Tiling for Performance Tuning on Different Models of GPUs

Chang Xu,Steven R. Kirk,Samantha Jenkins
DOI: https://doi.org/10.48550/arXiv.1001.1718
2010-01-12
Abstract:The strategy of using CUDA-compatible GPUs as a parallel computation solution to improve the performance of programs has been more and more widely approved during the last two years since the CUDA platform was released. Its benefit extends from the graphic domain to many other computationally intensive domains. Tiling, as the most general and important technique, is widely used for optimization in CUDA programs. New models of GPUs with better compute capabilities have, however, been released, new versions of CUDA SDKs were also released. These updated compute capabilities must to be considered when optimizing using the tiling technique. In this paper, we implement image interpolation algorithms as a test case to discuss how different tiling strategies affect the program's performance. We especially focus on how the different models of GPUs affect the tiling's effectiveness by executing the same program on two different models of GPUs equipped testing platforms. The results demonstrate that an optimized tiling strategy on one GPU model is not always a good solution when execute on other GPU models, especially when some external conditions were changed.
Distributed, Parallel, and Cluster Computing,Performance
What problem does this paper attempt to address?
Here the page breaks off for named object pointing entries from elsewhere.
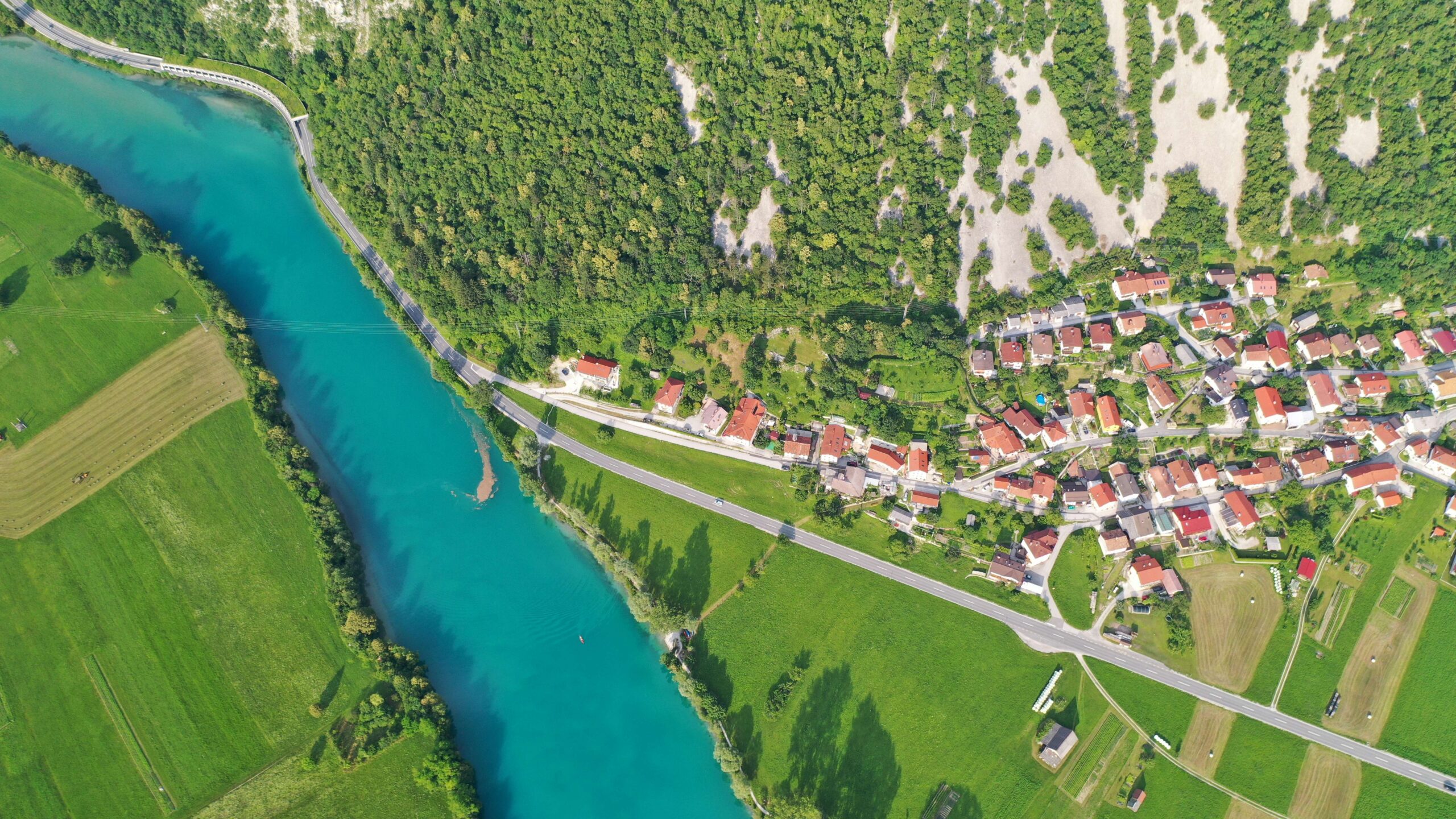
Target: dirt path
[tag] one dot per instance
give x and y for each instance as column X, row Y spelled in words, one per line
column 131, row 417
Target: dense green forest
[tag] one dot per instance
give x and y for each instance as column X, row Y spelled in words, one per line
column 528, row 169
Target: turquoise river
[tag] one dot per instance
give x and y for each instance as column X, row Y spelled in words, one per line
column 494, row 595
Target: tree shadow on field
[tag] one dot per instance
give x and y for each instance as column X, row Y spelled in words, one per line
column 331, row 690
column 14, row 286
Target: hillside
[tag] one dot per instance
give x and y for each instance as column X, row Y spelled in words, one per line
column 528, row 167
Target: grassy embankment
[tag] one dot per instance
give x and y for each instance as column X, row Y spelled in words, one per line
column 1379, row 543
column 50, row 363
column 173, row 627
column 769, row 493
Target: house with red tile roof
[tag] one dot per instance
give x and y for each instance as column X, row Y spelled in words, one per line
column 1261, row 286
column 746, row 420
column 833, row 444
column 1012, row 354
column 1314, row 346
column 1322, row 395
column 1153, row 356
column 1270, row 407
column 669, row 395
column 1160, row 395
column 918, row 461
column 1132, row 322
column 1309, row 464
column 1108, row 417
column 1001, row 441
column 1410, row 346
column 1242, row 509
column 887, row 458
column 1366, row 475
column 599, row 374
column 1218, row 315
column 799, row 445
This paper aims to explore the impact of different tiling strategies on program performance on different GPU models. Specifically, by implementing an image interpolation algorithm as a test case, the paper analyzes how different tiling strategies affect program performance when the same program is executed on different GPU models. The study particularly focuses on the influence of different GPU models on the tiling effect. By executing on two different types of GPU test platforms respectively for the same program, it verifies whether the optimized tiling strategy can provide good performance on different GPU models. The main contribution of the paper lies in revealing that an optimized tiling strategy may perform excellently on one GPU model, but may not necessarily maintain the same performance advantage on other GPU models, especially when external conditions change. This indicates that when optimizing CUDA programs, it is necessary to consider the specific computing power and characteristics of the target GPU in order to select the most suitable tile size, thereby achieving the best performance optimization effect.